Ernest Renan... Nassim Taleb (whom I have written about recently) is a fan of his. Friedrich Nietzsche was most decidedly not.
Renan was a seminarian who famously renounced his Roman Catholic faith to become a leading scholar of Semitic languages and a literary celebrity in 19th century France. Much of his fame was due to the spectacular success of his Life of Jesus which rejects the miraculous but which betrays a continuing religious sensibility built around philosophical idealism and a sentimental attachment to the figure of Jesus. For Renan (as one of his biographers put it) religion was expelled from the front door but came in again through the back. Nietzsche saw Renan's perspective as not only religious, but priestly.
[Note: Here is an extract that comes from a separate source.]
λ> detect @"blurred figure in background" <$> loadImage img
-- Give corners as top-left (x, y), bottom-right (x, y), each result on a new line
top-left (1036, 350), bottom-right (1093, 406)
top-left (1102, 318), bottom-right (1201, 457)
Renan had a deep knowledge not only of the languages of the Holy Land but also of its geography and he traveled widely in the region with his beloved sister while researching the Life. What he has to say about the ethnic background of Jesus of Nazareth is interesting, though it probably says more about the (relatively mild?) anti-Semitism of Renan's cultural milieu than about historical reality. There was a great vogue at the time for all things Indo-European, and, though Renan saw the Indo-European and the Semitic peoples as "the two great races which, in one sense, have made humanity [read: European civilization] what it is," he is not altogether even-handed in his treatment of these two traditions. Clearly, Renan is ever-so-slightly uncomfortable with a Jewish Jesus, and the infinite delicacy with which he expresses himself on this matter is nothing short of comical.
He points out that, at the time of Jesus' birth, the population of Galilee was racially diverse and "there were many who were not Jews (Phoenicians, Syrians, Arabs, and even Greeks)." Since many of these non-Jews converted to Judaism, it is impossible, asserts Renan, to "ascertain what blood flowed through the veins of him who has contributed most to efface the distinctions of blood amongst mankind."